Dans leurs rêves les plus fous, les grands lecteurs aimeraient voir adaptée en salles obscures une gamme de genres, là encore, très variée. On y trouve par exemple La nuit des temps de René Barjavel  ou La passe-miroir, tome 1 : Les fiancés de l’hiver de Christelle Dabos. Plus surprenant, on trouve des titres de littérature générale comme L’amie prodigieuse d’Elena Ferrante ou Chanson douce de Leïla Slimani quand bien même les lecteurs n’avaient pas jugé le genre propice à l’adaptation auparavant.

Les livres que les lecteurs rêvent de voir adaptés

 

Le débat

Guillaume Teisseire a fait suite à la présentation d’Octavia Tapsanji pour animer un débat autour de l’enquête.

Caroline Bismuth-Dardour prend la parole la première pour exprimer sa surprise « en bien » de la réciprocité du lien entre livre et film. Pour elle, l’adaptation de film crée une relation entre cinéma et littérature plus forte qu’elle ne l’aurait imaginé. Manuel Soufflard est lui aussi ravi de cet effet double. « Hélas, nous dit-il, cela ne peut pas fonctionner automatiquement. Il n’y a pas de lien systématiquement établi entre les deux mais c’est réjouissant quand ça l’est ». Nathalie Cerdin est, quant à elle, un peu plus catégorique : « Dès la bande annonce, on sent si le lecteur d’origine va accrocher. Et cela permet aussi de faire découvrir le livre à un nouveau lectorat ».

Nos participants

En ce qui concerne le rôle du grand lecteur dans le lancement d’une adaptation, il en est pour Caroline Bismuth-Dardour l’acteur capital : « Les grands lecteurs sont des ambassadeurs qu’on va chercher très tôt et en même temps, on les craint car on a très peur du bouche à oreille défavorable. On commence la communication autour d’un film très tôt. On va donc chercher le public acquis, c’est-à-dire les lecteurs, et il faut le rassurer avec des éléments de communication et des informations distincts. C’est ce qui est fait par exemple autour de la sortie de Valérian où Jean-Claude Mézières accompagne Luc Besson pour créer une filiation autour de la BD. En revanche, lorsque le film est très mauvais, on ne va surtout pas les chercher. »

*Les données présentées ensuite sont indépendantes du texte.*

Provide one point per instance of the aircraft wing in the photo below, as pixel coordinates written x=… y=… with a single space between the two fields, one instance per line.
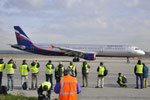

Manuel Soufflard partage le même avis : « Pour des projets d’adaptations de livres de genre comme l’imaginaire ou le policier, la communication se fait très en amont et repose sur le livre. Ce qui compte pour une sortie cinéma, c’est le jour de la sortie. Il n’y a donc rien de mieux pour démarrer un film que de préparer une communauté de lecteurs acquise en amont. » Il va même plus loin pour le cas particulier des adaptations de long-sellers : « Pour les cas des long-sellers, il ne faut surtout pas perdre la communauté relais mais faire une passerelle entre les deux œuvres. Pour ce faire, il y a de multiples leviers, la couverture n’est que la pointe de l’iceberg : on peut faire des campagnes d’affichage, faire passer l’information sur les réseaux commerciaux, les réseaux sociaux, mettre des affiches en librairie, sur les communs. Tout dépend surtout du budget ».

Notre public

Cependant, selon Alexis Mas, miser uniquement sur le fait que l’œuvre soit une adaptation n’est plus pertinent aujourd’hui : « Les grands lecteurs sont en général au courant de la sortie d’une adaptation. Les mentions « inspiré d’une histoire vraie » ou « adapté de » sont devenues très galvaudées et trop récurrentes pour générer de l’envie. » Manuel Soufflard étaye d’ailleurs cette idée avec ces chiffres : « Au Livre de Poche par exemple, il y a 700 titres sur 6 500 en vue pour être des adaptations. Mais en réalité, à peine 10% de ce chiffre verront le jour. C’est sûrement le même cas sur le catalogue poche de Folio. »

En revanche, tous s’accordent à dire qu’ils doutent que l’œuvre originale puisse être un élément gênant dans la communication autour de tel projet. Il faut toutefois savoir, dans une seconde étape, s’en détacher, comme nous l’explique Manuel Soufflard : « Une fois la filiation rappelée, il faut à un moment donné s’affranchir du livre pour montrer l’apport du film sinon cela n’a pas vraiment d’intérêt. Et puis cela permet aussi de s’élargir à ceux qui n’ont pas lu le livre ou ne le connaissent pas du tout ».

C’est sur ce consensus que s’est terminé le débat, après quoi tous nos participants ont été conviés à un buffet où se sont prolongées les conversations. Merci à nos quatre invités pour leur intervention.